The BIG worries of parents who plan to co-sleep with their infant are:
  • Overlying, or rolling on top of the baby
    I've successfully co-slept with a bundle of small dogs since I was about 19 years old. I started with a Chihuahua puppy who weighed in at a whopping 2lb when she first came home with me. I've never rolled onto a dog, and am in fact an exceptionally light sleeper.

  • Falling from the bed
    Currently, the BabyBeast sleeps in a Supreme SnuggleNest between the Husbeast and I. The plastic sides and foam positioner prevent him from moving too far out of the Nest. Once he's bigger (which won't take long, at the rate he's increasing in size; i think i have miraclegro in my breastmilk) I'll move him over to my side of the bed with a toddler bed rail to prevent him from leaping to his doom. And even if he manages to roll out, our bed currently consists of a mattress and boxspring, so the fall to the carpeted floor is about 1.5ft.

    I chose to co-sleep not only to make breastfeeding easier, not only to let myself rest secure that the baby was still breathing, but also because studies have shown babies don't suffer SIDS as often if they are sleeping close to their mother. Whether its because they hear her breathing, or never reach deep sleep due to her movements in the night, or some other reason, I don't know. But I DO know that I sleep better with the feeling that I'm doing absolutely everything I can to prevent my son slipping away at night.

    I have to say that so far, our co-sleeping experience has been amazing. The Baby Beast sleeps well, I sleep well, even the Husbeast is sleeping well (not to worry, he never naps alone with the baby).

    Personally, I can't imagine locking my baby into a cage in another room, where I can't listen to his breathing as I fall asleep and can't reach out to touch his warm stomach to make sure it's moving up and down with the rhythm of his dreaming breaths.

    Is sleep sharing for everyone? Probably not. Is co-sleeping in the same bed for everyone? Definitely not. Does sleep sharing ask the parents to devote more of themselves to the baby? Definitely so. But most of all, sleep sharing is natural. It's been the way of infants and adults since mammals started roaming the earth (and, in case you fell asleep during your high school science classes, humans are, indeed, mammals).

    If we were looking at apes, or lemurs, or even dogs, you'd see how there's a logical pattern to mother-infant relationships. Logically, it makes no sense to separate mother and infant. How is the baby to eat if its mother is absent? How is the baby to stay warm without maternal warmth? Who will respond to the infants cries in the night (other than a predator) if the mother isn't there?

    So, how is it natural to put the baby in a room separate from its mother?

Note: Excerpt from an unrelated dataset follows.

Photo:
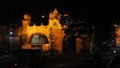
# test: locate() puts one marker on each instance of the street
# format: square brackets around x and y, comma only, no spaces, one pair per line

    I guess it just makes sense to me to follow animals as my guide to infant rearing, for the most part. They don't have cribs, and swings, and walkers, and bouncers. They have to devote themselves wholly to the rearing of their young, and that includes while sleeping. So, sleep sharing/co-sleeping is to me just the natural thing to do.

    Besides, it makes it so much easier to follow the age-old addendum, "Nap when your baby naps."